1st July 2015
Stock markets in Europe rallied strongly on Wednesday (July 1st) as reports Greece was edging closer to agreeing a fresh bailout deal with its creditors boosted sentiment.
The FTSE 100 climbed 1.3 per cent in morning trading, while Germany’s DAX and the French CAC 40 both rose by more than two per cent amid growing optimism an agreement could be reached.
Improving market sentiment came despite Greece missing a key loan repayment to the International Monetary Fund on Tuesday.
A sharp sell-off in stocks and peripheral bonds on Monday and Tuesday was turned around as the Financial Times reported that Greek prime minister Alexis Tsipras was now prepared to accept creditors' demands for a bailout.
Yields on Spanish, Italian and Portuguese bonds fell, while the German 10-year bond yield rose as risk appetite returned to the market.
In the foreign exchange market, the euro was flat against the dollar having stabilised following Monday’s sell-off.
Sterling was down against the dollar, with GBP/USD at a two-week low after UK manufacturing data missed its mark.

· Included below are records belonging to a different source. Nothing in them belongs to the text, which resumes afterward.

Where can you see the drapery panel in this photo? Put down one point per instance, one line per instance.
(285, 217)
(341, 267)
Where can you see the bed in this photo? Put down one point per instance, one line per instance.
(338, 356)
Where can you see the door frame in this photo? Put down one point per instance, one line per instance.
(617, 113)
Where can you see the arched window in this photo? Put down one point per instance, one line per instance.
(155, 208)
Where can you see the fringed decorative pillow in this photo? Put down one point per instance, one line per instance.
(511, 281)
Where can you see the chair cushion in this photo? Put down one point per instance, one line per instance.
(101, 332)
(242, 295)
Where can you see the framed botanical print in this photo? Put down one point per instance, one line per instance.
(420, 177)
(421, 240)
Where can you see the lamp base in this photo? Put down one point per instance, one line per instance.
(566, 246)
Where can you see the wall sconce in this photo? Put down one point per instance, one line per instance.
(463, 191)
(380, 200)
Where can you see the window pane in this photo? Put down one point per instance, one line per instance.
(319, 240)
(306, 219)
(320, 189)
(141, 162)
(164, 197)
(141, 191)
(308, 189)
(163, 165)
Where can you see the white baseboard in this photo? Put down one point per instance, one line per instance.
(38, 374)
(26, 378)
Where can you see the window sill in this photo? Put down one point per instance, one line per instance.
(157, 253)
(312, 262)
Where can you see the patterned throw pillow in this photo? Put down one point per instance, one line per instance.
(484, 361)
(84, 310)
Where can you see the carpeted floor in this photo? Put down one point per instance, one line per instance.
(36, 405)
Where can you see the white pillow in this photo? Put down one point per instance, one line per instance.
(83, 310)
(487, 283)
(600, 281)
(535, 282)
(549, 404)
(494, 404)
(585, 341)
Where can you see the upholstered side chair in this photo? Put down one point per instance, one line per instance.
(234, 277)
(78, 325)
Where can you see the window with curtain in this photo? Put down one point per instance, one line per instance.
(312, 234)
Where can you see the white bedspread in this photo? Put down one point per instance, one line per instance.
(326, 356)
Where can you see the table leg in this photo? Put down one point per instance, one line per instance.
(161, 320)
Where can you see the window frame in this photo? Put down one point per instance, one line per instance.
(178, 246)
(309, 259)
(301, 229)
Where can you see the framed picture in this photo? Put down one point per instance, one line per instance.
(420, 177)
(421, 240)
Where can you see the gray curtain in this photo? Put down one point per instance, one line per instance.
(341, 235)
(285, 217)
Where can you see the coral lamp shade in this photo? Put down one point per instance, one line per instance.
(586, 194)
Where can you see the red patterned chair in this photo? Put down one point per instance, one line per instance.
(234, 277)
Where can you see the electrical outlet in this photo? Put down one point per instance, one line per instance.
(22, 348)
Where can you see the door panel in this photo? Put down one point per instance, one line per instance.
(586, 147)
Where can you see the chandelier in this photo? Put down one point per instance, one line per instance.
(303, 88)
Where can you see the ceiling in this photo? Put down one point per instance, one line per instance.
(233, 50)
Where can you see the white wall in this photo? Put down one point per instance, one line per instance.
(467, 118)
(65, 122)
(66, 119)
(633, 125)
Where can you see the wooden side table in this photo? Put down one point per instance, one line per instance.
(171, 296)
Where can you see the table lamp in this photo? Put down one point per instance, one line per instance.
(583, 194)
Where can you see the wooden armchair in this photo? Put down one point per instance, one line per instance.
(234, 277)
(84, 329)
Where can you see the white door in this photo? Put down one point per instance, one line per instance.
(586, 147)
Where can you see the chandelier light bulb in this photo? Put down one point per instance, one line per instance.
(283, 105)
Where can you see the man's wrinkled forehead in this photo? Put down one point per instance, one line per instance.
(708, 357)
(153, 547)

Britain’s manufacturing PMI for June was the weakest for two years, calming expectations the Bank of England will seek to raise rates sooner rather than later.
Rob Dobson, senior economist at survey compilers Markit, said: “Growth trends in output and new orders were the weakest since the opening quarter of 2013, as a strong sterling exchange rate and subdued demand from mainland Europe offset the continued solidity of the domestic market.”

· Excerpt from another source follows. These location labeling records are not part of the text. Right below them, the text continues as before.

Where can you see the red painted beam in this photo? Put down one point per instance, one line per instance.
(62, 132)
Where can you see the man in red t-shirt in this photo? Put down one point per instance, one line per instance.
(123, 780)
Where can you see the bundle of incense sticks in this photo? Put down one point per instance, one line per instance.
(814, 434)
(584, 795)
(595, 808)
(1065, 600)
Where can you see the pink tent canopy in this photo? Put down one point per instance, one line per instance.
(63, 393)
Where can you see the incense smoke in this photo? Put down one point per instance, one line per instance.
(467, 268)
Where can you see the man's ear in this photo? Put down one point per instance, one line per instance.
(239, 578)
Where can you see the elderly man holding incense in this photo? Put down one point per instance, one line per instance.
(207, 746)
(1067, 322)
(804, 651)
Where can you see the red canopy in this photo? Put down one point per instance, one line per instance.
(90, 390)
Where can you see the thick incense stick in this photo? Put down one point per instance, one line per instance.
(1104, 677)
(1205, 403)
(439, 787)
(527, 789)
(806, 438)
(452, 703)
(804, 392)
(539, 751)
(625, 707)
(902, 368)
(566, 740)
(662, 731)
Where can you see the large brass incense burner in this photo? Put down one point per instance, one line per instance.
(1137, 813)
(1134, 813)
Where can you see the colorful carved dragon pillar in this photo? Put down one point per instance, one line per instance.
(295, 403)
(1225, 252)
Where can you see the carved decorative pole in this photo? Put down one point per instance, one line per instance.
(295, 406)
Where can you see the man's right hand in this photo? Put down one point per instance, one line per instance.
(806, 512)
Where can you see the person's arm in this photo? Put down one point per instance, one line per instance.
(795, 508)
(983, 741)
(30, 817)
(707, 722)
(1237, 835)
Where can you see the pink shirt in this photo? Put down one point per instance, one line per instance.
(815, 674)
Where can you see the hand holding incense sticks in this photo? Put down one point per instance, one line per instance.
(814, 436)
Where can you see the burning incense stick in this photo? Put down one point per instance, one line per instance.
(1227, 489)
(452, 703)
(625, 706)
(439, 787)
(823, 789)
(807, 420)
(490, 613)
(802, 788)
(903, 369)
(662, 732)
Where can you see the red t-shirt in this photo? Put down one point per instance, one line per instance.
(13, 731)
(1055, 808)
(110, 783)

Oil prices fell, with crude for delivery in August dropping one per cent in New York. Brent crude also dipped on soft Chinese manufacturing data and a report that showed a rise in US stockpiles.
The American Petroleum Institute said inventories climbed by 1.9 million barrels last week, while the US Energy Information Department reported that crude production rose by 9,000 barrels a day to 9.7 million barrels in April, the highest level since May 1971.